Bug 178073 - Something happened to 3 FC4 units with the update downloads before January 17th
Something happened to 3 FC4 units with the update downloads before January 17th
Status: CLOSED WORKSFORME
Product: Fedora
Classification: Fedora
Component: xorg-x11 (Show other bugs)
4
i386 Linux
medium Severity high
: ---
: ---
Assigned To: X/OpenGL Maintenance List
David Lawrence
Login Screen is unusable and appears ...
:
Depends On:
Blocks:
  Show dependency treegraph
 
Reported: 2006-01-17 13:06 EST by Greg Ennis
Modified: 2007-11-30 17:11 EST (History)
2 users (show)

See Also:
Fixed In Version:
Doc Type: Bug Fix
Doc Text:
Story Points: ---
Clone Of:
Environment:
Last Closed: 2006-06-27 12:52:49 EDT
Type: ---
Regression: ---
Mount Type: ---
Documentation: ---
CRM:
Verified Versions:
Category: ---
oVirt Team: ---
RHEL 7.3 requirements from Atomic Host:
Cloudforms Team: ---


Attachments (Terms of Use)
Courrpted xfs config file (1.01 KB, application/octet-stream)
2006-01-20 17:46 EST, Greg Ennis
no flags Details

  None (edit)
Description Greg Ennis 2006-01-17 13:06:58 EST
From Bugzilla Helper:
User-Agent: Mozilla/5.0 (X11; U; Linux i686; en-US; rv:1.7.12) Gecko/20050922 Fedora/1.0.7-1.1.fc4 Firefox/1.0.7

Description of problem:
I have 3 FC4 units that started having problems with the login gui after the updates prior to January 17th,

These were the last two updates on one machine
Jan 14 14:24:38 Updated: system-config-bind.noarch 4.0.0-38_FC4
Jan 14 14:24:41 Updated: flex.i386 2.5.4a-35.fc4

This was the last update on a different machine
Jan 13 12:12:34 Updated: flex.i386 2.5.4a-35.fc4

I have another machine with the same symptoms as a fresh install with a complete upgrade.

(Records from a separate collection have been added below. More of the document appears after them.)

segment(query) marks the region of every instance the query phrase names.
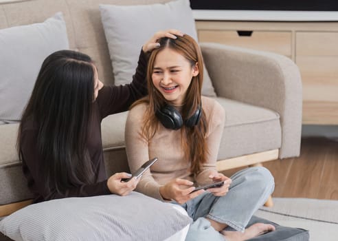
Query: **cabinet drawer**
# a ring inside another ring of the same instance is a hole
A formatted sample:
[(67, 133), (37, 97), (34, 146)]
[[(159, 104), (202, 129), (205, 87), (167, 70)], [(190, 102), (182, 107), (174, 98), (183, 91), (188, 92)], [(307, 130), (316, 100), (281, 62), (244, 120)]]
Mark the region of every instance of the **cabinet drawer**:
[[(250, 34), (247, 36), (247, 34)], [(240, 34), (243, 34), (240, 36)], [(291, 32), (288, 31), (198, 31), (200, 42), (214, 42), (258, 50), (270, 51), (291, 56)]]
[(338, 32), (297, 32), (297, 56), (338, 56)]
[(297, 55), (295, 62), (304, 85), (318, 83), (338, 86), (338, 56)]

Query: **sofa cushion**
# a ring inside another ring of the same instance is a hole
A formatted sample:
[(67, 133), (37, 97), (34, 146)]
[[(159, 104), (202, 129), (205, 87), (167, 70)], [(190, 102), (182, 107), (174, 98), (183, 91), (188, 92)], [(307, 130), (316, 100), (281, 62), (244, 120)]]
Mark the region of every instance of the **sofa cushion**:
[(43, 60), (68, 48), (61, 12), (43, 23), (0, 30), (1, 120), (20, 120)]
[(225, 109), (218, 160), (279, 149), (280, 116), (272, 110), (217, 97)]
[[(116, 85), (131, 82), (139, 48), (155, 32), (176, 28), (197, 40), (188, 0), (166, 4), (100, 5), (100, 10)], [(216, 96), (205, 70), (202, 94)]]
[(192, 220), (144, 194), (69, 198), (31, 205), (0, 221), (14, 240), (164, 240)]

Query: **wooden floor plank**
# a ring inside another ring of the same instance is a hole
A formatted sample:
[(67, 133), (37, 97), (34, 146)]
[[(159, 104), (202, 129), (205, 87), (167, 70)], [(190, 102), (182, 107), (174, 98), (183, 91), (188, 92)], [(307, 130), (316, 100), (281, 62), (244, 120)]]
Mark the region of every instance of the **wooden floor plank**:
[(338, 142), (327, 140), (318, 198), (338, 200)]
[[(304, 138), (299, 157), (272, 160), (263, 165), (275, 178), (273, 197), (338, 200), (337, 140)], [(222, 172), (231, 176), (241, 169)]]

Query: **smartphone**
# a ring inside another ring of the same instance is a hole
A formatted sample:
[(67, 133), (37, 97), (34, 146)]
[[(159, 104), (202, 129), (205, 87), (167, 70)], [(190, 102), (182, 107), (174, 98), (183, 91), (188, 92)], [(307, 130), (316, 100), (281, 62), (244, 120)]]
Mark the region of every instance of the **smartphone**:
[(208, 189), (210, 188), (219, 187), (222, 187), (223, 185), (224, 185), (224, 181), (207, 184), (206, 185), (204, 185), (204, 186), (197, 187), (192, 192), (196, 191), (199, 191), (201, 189), (206, 190), (206, 189)]
[(135, 173), (133, 173), (131, 175), (131, 177), (129, 178), (122, 178), (121, 180), (122, 182), (128, 182), (128, 180), (131, 180), (133, 177), (136, 176), (136, 178), (139, 178), (141, 176), (143, 175), (144, 171), (148, 170), (149, 167), (151, 167), (153, 164), (156, 163), (157, 161), (158, 158), (155, 157), (155, 158), (153, 158), (151, 160), (147, 160), (146, 163), (144, 163), (141, 167), (139, 167)]

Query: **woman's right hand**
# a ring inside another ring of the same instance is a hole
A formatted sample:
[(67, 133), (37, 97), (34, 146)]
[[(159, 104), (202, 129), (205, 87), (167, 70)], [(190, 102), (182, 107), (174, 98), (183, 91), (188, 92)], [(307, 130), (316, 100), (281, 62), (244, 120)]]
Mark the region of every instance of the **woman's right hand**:
[(128, 182), (122, 182), (122, 178), (129, 178), (131, 174), (126, 172), (121, 172), (115, 174), (111, 176), (107, 180), (106, 185), (108, 189), (112, 193), (118, 194), (120, 196), (126, 196), (129, 194), (133, 190), (136, 188), (139, 179), (133, 178)]
[(147, 52), (150, 52), (153, 50), (159, 47), (159, 43), (157, 42), (159, 39), (167, 37), (176, 39), (177, 36), (175, 35), (183, 36), (183, 33), (179, 30), (174, 29), (157, 32), (143, 45), (142, 50), (145, 53)]
[(203, 193), (203, 189), (192, 192), (195, 189), (194, 183), (185, 179), (176, 178), (159, 188), (164, 199), (174, 200), (179, 204), (187, 202)]

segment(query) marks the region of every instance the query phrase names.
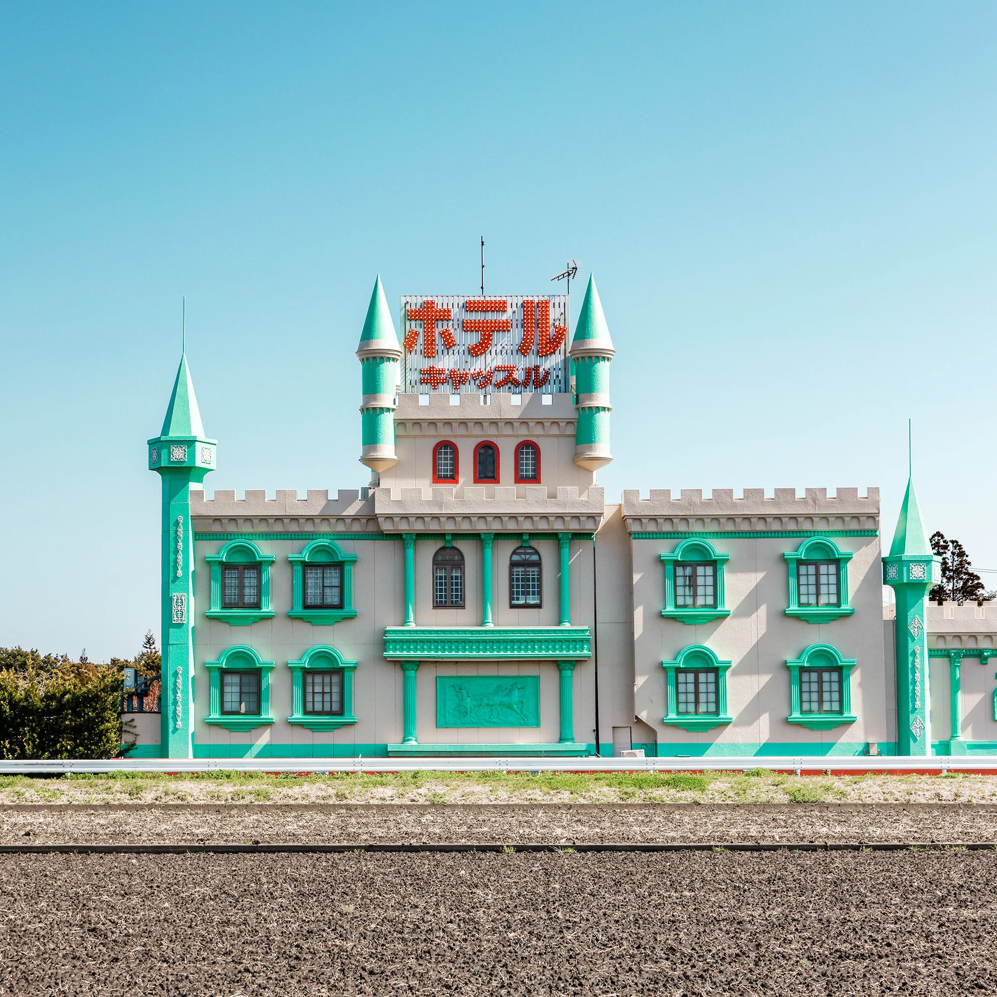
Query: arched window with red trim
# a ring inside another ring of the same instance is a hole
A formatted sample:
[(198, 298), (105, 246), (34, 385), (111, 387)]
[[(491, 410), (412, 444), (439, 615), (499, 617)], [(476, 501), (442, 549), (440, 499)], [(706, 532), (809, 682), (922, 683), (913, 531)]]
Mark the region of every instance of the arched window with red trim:
[(537, 485), (540, 481), (540, 448), (523, 440), (515, 448), (515, 484)]
[(498, 448), (491, 440), (483, 440), (475, 448), (475, 484), (498, 484)]
[(460, 470), (457, 444), (441, 440), (433, 448), (433, 484), (456, 485)]

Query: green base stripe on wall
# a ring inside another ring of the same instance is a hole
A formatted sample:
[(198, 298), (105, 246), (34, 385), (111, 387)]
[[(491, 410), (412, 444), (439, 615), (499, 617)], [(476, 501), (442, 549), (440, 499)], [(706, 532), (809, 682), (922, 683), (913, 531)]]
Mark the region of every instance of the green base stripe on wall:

In each case when I look for xfs it is not running, and when I try to run startx I receive the following:

Could not init font path element unix/:7100, removing from list!

Fatal server error:
could not open default font 'fixed'

I have put a notice on the Fedora user's group, but did not receive any help.  I have 3 units down at this point and am suspicious of flex.

I would appreciate your assistance

Version-Release number of selected component (if applicable):


How reproducible:
Always

Steps to Reproduce:
1. Every time any one of these units is rebooted to run level 5
2.
3.
  

Actual Results:  The Login Screen appears to have an inappropriate resolution, but the resolutions have not been changed. 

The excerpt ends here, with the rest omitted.